Ekstradycji do krajów, gdzie z podejrzanymi nikt się nie cacka (np. Egipt czy Arabia Saudyjska) i gdzie nikt nie patrzy na ręce przesłuchującym najczęściej dokonują państwa arabskie, południowej Azji i USA. Ale na liście jest także Szwecja.

Zdaniem HRW odpowiedzialni za ten stan rzeczy są Amerykanie. Zwłaszcza od 11 września, gdy wzięli się energicznie za zwalczanie terroryzmu, nakłaniają oni sojuszników do zatrzymywania podejrzanych bez nakazu sądowego i przekazywania ich pod kontrolę służb amerykańskich. Według doniesień mediów i przedstawicieli władz USA agenci CIA brali udział w 80 ekstradycjach przed 11 września oraz 100-150 po zamachach na Nowy Jork i Waszyngton. "Promując ekstradycje do miejsc takich jak Egipt, Waszyngton daje sygnał innym państwom: nie interesuje nas to, jakie stosujecie metody" - pisze HRW.

Ta jedna z największych organizacji obrony praw człowieka domaga się, by zaprzestano wydawania podejrzanych Egiptowi, dopóki jego władze nie przekonają, że skończyły z maltretowaniem i torturami. - Osobę przekazaną do Egiptu z pewnością czekają tortury - mówi Joe Stork z HRW. Stork zacytował dane Egipskiej Organizacji Praw Człowieka, która doliczyła się blisko 300 przypadków tortur w egipskich więzieniach przez ostatnie 12 lat. W 120 przypadkach więźniowie zmarli.

Waszyngton bagatelizuje problem. Gdy w kwietniu zapytano prezydenta Busha o praktykę przekazywania krajom trzecim podejrzanych o terroryzm, odparł: "Działamy w zgodzie z prawem. Odsyłamy ludzi do krajów, które zapewniają nas, że nie będą ich torturować. Mamy obowiązek chronić naród amerykański".

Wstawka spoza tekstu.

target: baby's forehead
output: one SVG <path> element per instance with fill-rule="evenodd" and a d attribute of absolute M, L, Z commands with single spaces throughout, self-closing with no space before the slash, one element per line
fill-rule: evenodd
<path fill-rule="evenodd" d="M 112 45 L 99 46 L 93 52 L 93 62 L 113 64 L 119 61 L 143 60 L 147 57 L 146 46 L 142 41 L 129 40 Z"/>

We wtorek miażdżącą przewagą głosów egipski parlament przegłosował rządowy projekt nowelizacji konstytucji. Dzięki tej poprawce po raz pierwszy wybory prezydenckie będą się odbywać z udziałem więcej niż jednego kandydata. Opozycja protestuje, bo uważa, że poprawka jest tak skonstruowana, iż de facto uniemożliwia start kandydatom niezależnym. Wybory według nowych zasad mają odbyć się we wrześniu.